Les écrivains chez les élèves

mercredi 20 avril 2016

Il est de coutume de dire que tout est mauvais dans le système éducatif haïtien, et la suspicion règne sur les propriétaires ou directeurs d’établissements scolaires. Pourtant, s’il y a bien un secteur que les écrivains haïtiens devraient remercier, c’est celui des établissements secondaires. Pas une semaine sans qu’une quelconque de ces institutions invite un ou plusieurs écrivains à rencontrer des élèves.

Ce n’est pas toujours bien fait, et les rencontres ne se valent pas. Parfois l’apparence des choses se substitue à l’efficacité. Rien n’est fait en amont. Les élèves n’ont pas lu les auteurs qui leur parlent ; des problèmes d’organisation font que le temps déborde et une atmosphère de kermesse rend toute vraie conversation impossible.

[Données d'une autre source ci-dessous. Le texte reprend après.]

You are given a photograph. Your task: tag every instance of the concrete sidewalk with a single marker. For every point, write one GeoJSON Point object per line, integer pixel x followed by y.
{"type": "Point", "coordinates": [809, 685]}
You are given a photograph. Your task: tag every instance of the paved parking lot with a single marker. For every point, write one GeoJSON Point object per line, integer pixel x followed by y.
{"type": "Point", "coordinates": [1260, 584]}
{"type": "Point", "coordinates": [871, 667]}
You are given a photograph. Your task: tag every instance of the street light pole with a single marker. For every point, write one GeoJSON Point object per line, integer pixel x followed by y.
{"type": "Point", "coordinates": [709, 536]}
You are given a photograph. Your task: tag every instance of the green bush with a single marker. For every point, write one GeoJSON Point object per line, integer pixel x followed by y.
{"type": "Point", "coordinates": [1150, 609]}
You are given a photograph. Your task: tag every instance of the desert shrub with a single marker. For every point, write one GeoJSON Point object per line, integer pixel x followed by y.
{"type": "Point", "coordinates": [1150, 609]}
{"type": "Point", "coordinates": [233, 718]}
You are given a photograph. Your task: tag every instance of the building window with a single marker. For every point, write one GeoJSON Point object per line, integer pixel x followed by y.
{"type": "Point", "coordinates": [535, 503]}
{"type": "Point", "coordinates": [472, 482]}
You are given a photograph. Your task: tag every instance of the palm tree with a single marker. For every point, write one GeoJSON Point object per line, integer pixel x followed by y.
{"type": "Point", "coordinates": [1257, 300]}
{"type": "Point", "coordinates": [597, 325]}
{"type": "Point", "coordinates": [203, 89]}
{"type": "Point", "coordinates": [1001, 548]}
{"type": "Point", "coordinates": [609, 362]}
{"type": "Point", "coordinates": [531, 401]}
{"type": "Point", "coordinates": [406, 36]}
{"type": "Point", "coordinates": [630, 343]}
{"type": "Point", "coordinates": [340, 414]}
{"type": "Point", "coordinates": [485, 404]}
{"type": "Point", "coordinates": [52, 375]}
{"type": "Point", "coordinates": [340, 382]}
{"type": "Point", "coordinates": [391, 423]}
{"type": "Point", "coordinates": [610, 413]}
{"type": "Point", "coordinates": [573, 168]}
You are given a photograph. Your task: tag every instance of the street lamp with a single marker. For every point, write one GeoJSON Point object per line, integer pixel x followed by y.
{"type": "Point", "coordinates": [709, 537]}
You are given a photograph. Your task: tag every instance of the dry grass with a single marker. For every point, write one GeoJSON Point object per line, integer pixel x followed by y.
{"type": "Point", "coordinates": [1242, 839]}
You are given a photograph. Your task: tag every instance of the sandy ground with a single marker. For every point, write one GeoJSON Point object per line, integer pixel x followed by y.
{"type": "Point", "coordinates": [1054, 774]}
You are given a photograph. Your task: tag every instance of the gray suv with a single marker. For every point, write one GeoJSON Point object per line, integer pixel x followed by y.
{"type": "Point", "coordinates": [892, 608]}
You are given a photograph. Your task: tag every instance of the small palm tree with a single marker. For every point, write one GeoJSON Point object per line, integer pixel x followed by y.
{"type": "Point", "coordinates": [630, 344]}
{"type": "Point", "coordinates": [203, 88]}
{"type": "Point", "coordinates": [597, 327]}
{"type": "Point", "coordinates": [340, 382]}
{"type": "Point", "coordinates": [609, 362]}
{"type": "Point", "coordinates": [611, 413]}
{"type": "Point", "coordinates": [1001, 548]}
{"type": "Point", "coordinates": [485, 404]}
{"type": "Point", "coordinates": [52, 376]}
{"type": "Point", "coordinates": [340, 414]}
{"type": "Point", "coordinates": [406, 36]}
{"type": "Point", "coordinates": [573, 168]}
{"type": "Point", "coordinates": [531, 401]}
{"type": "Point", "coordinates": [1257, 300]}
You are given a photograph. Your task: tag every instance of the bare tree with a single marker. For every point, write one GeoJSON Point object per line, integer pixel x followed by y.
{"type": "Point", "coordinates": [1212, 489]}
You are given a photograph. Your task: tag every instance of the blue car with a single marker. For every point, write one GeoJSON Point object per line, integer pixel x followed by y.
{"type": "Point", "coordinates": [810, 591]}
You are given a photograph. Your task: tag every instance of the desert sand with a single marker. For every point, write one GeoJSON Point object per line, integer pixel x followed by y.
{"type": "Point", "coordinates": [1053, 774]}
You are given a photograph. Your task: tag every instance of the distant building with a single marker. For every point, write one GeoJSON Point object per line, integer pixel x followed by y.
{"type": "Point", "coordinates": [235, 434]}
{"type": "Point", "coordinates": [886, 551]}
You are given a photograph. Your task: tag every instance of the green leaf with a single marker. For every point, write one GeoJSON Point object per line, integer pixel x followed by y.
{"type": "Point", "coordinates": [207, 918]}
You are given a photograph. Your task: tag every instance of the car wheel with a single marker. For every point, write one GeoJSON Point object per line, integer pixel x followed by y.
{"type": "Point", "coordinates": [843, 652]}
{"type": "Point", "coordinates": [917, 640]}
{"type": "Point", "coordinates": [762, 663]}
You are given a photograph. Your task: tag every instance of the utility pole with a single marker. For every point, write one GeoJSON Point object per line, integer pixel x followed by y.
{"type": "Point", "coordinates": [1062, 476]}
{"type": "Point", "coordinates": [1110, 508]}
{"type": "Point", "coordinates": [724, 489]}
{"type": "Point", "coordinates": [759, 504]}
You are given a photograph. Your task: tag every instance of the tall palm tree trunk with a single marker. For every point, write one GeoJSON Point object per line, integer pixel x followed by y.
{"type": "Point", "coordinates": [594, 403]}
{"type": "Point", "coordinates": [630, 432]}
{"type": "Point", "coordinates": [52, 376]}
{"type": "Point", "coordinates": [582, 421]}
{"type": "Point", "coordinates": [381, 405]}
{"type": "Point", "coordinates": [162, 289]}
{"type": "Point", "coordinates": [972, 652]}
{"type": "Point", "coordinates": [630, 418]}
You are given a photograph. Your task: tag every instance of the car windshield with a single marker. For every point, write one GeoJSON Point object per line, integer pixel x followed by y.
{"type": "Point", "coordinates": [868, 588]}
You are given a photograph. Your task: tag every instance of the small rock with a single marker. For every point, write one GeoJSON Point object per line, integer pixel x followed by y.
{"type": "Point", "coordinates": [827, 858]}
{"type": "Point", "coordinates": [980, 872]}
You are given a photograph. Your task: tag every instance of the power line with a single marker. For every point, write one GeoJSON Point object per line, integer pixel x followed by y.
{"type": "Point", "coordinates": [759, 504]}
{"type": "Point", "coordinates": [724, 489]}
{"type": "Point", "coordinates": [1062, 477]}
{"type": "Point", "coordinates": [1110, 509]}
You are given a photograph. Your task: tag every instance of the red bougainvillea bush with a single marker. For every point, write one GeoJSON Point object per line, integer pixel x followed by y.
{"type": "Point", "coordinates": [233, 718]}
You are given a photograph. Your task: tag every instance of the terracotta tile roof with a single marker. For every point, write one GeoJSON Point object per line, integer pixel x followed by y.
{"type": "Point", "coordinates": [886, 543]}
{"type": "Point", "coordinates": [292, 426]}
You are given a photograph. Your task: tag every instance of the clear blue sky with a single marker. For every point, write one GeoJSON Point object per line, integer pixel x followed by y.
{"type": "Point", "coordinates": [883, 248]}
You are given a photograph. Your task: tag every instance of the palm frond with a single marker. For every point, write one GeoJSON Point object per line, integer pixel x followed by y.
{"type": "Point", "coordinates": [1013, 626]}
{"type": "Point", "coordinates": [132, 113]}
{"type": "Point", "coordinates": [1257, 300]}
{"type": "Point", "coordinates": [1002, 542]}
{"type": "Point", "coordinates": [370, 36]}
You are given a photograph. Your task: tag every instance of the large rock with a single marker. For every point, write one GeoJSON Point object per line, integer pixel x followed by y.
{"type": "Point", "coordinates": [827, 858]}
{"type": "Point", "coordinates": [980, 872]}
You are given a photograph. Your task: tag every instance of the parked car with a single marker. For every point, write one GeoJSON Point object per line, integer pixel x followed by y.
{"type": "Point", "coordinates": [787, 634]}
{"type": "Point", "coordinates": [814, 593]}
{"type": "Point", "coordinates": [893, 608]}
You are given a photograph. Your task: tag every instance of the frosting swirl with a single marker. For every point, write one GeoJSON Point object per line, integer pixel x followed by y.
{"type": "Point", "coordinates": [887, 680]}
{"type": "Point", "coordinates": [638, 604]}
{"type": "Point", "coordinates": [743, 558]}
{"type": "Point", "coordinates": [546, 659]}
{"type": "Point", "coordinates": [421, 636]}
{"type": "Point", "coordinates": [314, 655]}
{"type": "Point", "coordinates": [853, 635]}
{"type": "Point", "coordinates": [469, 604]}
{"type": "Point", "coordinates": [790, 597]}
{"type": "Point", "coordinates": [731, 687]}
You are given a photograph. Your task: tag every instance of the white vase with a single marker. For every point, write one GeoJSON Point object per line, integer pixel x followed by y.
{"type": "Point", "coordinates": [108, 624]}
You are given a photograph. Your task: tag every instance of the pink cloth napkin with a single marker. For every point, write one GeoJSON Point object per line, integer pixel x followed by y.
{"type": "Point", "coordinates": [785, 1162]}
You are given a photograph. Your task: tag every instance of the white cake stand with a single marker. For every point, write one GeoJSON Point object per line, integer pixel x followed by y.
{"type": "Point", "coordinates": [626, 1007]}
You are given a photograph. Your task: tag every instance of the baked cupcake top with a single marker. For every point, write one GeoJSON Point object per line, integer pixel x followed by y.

Mais le principe de la rencontre avec (et de la reconnaissance) des écrivains vivants reste quelque chose que l’initiative de certains enseignants de langues ou de lettres, parfois celle de responsables d’établissements eux-mêmes fait vivre. Dialoguer avec des jeunes et découvrir à chaque fois les inquiétudes qui les habitent, les espérances qui les animent, et le nombre impressionnant de lycéens des deux sexes qui veulent « entrer en littérature ».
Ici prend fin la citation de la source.